Command Prompt (known as cmd.exe or cmd) is a text-only window where you can enter commands to the Windows operating system (95, 98, ME, NT/2000/XP, Vista, and 7) of your computer. Similar to Shell for Unix-based systems and Terminal on macOS. It can be used to change system settings, run administrative tasks, or execute commands that aren’t available in the standard graphical user interface (GUI).
If you’re looking to get started with Command Prompt but aren’t sure where to begin, read on as we introduce some basic commands and explain why they are so useful in day-to-day computer use.
How to Open the Command Prompt in Windows?
In Windows 10
- Click the Windows icon and search for cmd. Now, select it from the list when it appears.
In Windows 8
- Move the mouse pointer to the very bottom-left corner of the screen or right-click or Press the Windows + X key.

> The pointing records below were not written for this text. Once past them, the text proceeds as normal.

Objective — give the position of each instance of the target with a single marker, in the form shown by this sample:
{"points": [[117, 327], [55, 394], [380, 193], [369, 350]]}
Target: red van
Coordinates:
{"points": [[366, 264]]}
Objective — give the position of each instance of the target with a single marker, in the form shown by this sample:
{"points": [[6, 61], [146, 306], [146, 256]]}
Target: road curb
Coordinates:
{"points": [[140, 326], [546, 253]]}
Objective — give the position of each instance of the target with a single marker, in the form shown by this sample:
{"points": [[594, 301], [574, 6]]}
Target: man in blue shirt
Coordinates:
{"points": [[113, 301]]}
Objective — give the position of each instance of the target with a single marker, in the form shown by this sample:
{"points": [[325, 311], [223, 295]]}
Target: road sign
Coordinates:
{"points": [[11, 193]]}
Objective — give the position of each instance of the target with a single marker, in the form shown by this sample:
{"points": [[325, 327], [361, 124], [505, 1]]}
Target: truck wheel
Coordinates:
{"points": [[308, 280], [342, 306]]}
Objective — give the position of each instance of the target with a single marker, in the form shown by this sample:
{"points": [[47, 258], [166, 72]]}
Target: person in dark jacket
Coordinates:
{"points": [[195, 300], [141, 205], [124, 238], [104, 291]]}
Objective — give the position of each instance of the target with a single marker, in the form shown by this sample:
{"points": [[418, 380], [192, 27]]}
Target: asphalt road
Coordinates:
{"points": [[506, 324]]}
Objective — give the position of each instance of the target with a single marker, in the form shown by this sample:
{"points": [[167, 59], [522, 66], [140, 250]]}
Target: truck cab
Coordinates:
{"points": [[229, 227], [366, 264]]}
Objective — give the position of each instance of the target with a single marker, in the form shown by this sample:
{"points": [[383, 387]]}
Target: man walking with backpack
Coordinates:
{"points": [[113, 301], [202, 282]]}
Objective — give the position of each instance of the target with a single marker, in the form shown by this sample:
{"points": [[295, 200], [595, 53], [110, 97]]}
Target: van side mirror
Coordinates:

- Select Command Prompt (Admin).
- This will open the Command Prompt window.
Windows Vista and 7
- Click Start and Type cmd in the Search Box.
- In the search results, Right-Click on cmd and select Run as administrator.
How to use the Command Prompt?
By following the steps, the command prompt will open. Now, you’ll now see a large black window with the cursor at the end of the path to your user profile in C:\Documents and Settings\Username or C:\Users\Username.
Now, you’ll probably want to end up using some of the help guides that are provided in cmd, type in HELP, and press Enter. When you do that, you’ll get a list of all the commands you can use in the command prompt and a short description of what they do:
|Command||What they do|
|ASSOC||Displays or modifies file extension associations.|
|ATTRIB||Displays or changes file attributes.|
|BREAK||Sets or clears extended CTRL+C checking.|
|WMIC||Displays WMI information inside interactive command shell.|
|CD||Displays the name of or changes the current directory.|
|CHKDSK||Checks a disk and displays a status report.|
|CLS||Clears the screen.|
|COLOR||Sets the default console foreground and background colors.|
|COMP||Compares the contents of two files or sets of files.|
|CONVERT||Converts FAT volumes to NTFS.|
|COPY||Copies one or more files to another location.|
|DATE||Displays or sets the date.|
|DEL||Deletes one or more files.|
|DIR||Displays a list of files and subdirectories in a directory.|
|MODE||Configures a system device.|
|RMDIR||Removes a directory.|
|EXIT||Quits the CMD.EXE program (command interpreter).|
|FC||Compares two files or sets of files, and displays the differences.|
|FIND||Searches for a text string in a file or files.|
|FOR||Runs a specified command for each file in a set of files.|
|FORMAT||Formats a disk for use with Windows.|
|ICACLS||Display, modify, backup, or restore ACLs for files.|
|Prints a text file.|
|REN||Renames a file or files.|
For more information on tools see the command-line reference in the online help.
How many commands are there in cmd?
The Command Prompt in Windows provides access to over 280 commands. These commands are used to do certain operating system tasks from a command-line interpreter instead of the graphical Windows interface we use most of the time.
How to disable the Command Prompt?
- Click Start and type gpedit.msc in the Windows Search box.
- In the Group Policy window, browse to the User Configuration\Administrative Templates and highlight the System folder.
- In the System folder, double-click “Prevent access to the command prompt.“
- Change the Setting to Enabled. Click Ok.
By entering the command prompt, you receive a message similar to the example below.
Note: If you want to re-enable this feature, follow the above steps. However, instead of setting the option to “Enabled,” change it to the default setting of “Not configured.”